The team introduced SARS-CoV-2 into the throats of four adult macaques and closely monitored the animals’ symptoms and vital signs. The team collected swab samples from the animals’ noses, throats and anuses to track the changing concentration of the virus throughout the body. The team also euthanized and took tissue samples from one monkey seven days after infection to analyze the viral load in various organs.
The team also took X-rays of the monkeys’ chests to look for tissue damage and signs of pneumonia. The team also identified antibodies present in the monkeys’ blood.
The “virus infection and pathology in monkey model are very similar to those of patients, but monkey models did not show severe symptoms of patients [or] death,” Chuan said. The macaques showed decreased appetite, increased breathing rate and developed mild to moderate pneumonia about a week following infection. Viral concentrations in the nose and throat peaked around three days post-infection and then declined; the anal concentrations also peaked around three days after infection and fell to undetectable levels by day 14.

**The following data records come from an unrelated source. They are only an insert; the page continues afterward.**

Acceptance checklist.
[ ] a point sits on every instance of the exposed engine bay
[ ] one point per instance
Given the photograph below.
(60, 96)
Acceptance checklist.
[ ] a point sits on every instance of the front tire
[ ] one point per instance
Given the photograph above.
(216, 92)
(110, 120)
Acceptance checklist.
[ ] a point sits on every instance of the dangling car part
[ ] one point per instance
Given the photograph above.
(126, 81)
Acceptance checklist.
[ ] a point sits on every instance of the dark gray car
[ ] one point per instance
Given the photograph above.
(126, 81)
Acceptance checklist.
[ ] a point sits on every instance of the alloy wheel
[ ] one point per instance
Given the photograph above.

Blood samples revealed the monkeys developed antibodies built to target SARS-CoV-2 shortly after infection, with significant concentrations appearing in the blood by the 14th day and remaining elevated when checked 21 and 28 days after infection. At this point, the monkeys tested negative for the virus, their symptoms had subsided, their vital signs stabilized and their chest X-rays appeared normal, so the team considered them to be fully recovered.

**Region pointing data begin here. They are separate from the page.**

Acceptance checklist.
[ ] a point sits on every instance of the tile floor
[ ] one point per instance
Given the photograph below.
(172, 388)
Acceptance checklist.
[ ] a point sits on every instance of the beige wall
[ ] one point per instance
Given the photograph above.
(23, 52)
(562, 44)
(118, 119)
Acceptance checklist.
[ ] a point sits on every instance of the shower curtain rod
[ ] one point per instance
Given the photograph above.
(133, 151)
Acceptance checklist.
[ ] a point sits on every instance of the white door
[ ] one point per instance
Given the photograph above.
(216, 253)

At this point, they attempted to infect two of the monkeys a second time. But the infection did not take.
Swab samples collected from the monkeys did not contain detectable concentrations of the virus following reexposure and remained clear for 14 days. The team sampled tissues from one of the two monkeys five days after reexposure and noted neither tissue damage from the virus nor increased viral loads.
“No viral load was detected in these main tissues on [day five] after the monkey was exposed to the same dose of virus again,” Chuan said. “So, we think the coronavirus did not survive for a long time in the body.”
What could this mean for humans?
The results suggest that exposure to SARS-CoV-2 can protect rhesus macaques from subsequent infection and indicates that the monkeys could be useful in vaccine and treatment development. “Because of the similar immune response of [nonhuman primates] and human beings, [nonhuman primate] models are better to evaluate vaccines than other animals,” Chuan said.
But can the small study tell us anything about human immunity to the virus?
“The big limitation of this study … is that it’s really a short-term rechallenge study,” meaning the monkeys were “rechallenged” with the virus soon after recovering from the first infection, said Dr. Dean Winslow, a professor of hospital medicine at Stanford University Medical Center who specializes in infectious diseases.
Winslow said that, while it represents a solid first step toward understanding the immune response to this virus, the study should be replicated in a larger group of primates and the second exposure should take place further out from the first. Only then can we see whether and how immunity persists over longer periods of time, and how that relates to the clinical data we gather from human patients, Winslow told Live Science.
Additionally, future studies could probe how the generation of specific antibodies correlates with immunity to SARS-CoV-2. Different antibodies latch onto different parts of a virus’s outer coat. So different antibody types may grant more or less immunity against a given virus. It would be valuable to take samples from an infected animal daily, tally the number and diversity of antibodies over time and determine which viral structures those antibodies target, Winslow said. These data could help reveal how and whether different antibodies create long-lasting immunity.
That said, you wouldn’t expect to see those results from a short study of only four monkeys, Winslow added.
“This was a very nice, initial pilot study,” he said. “But the limitations are what they are.”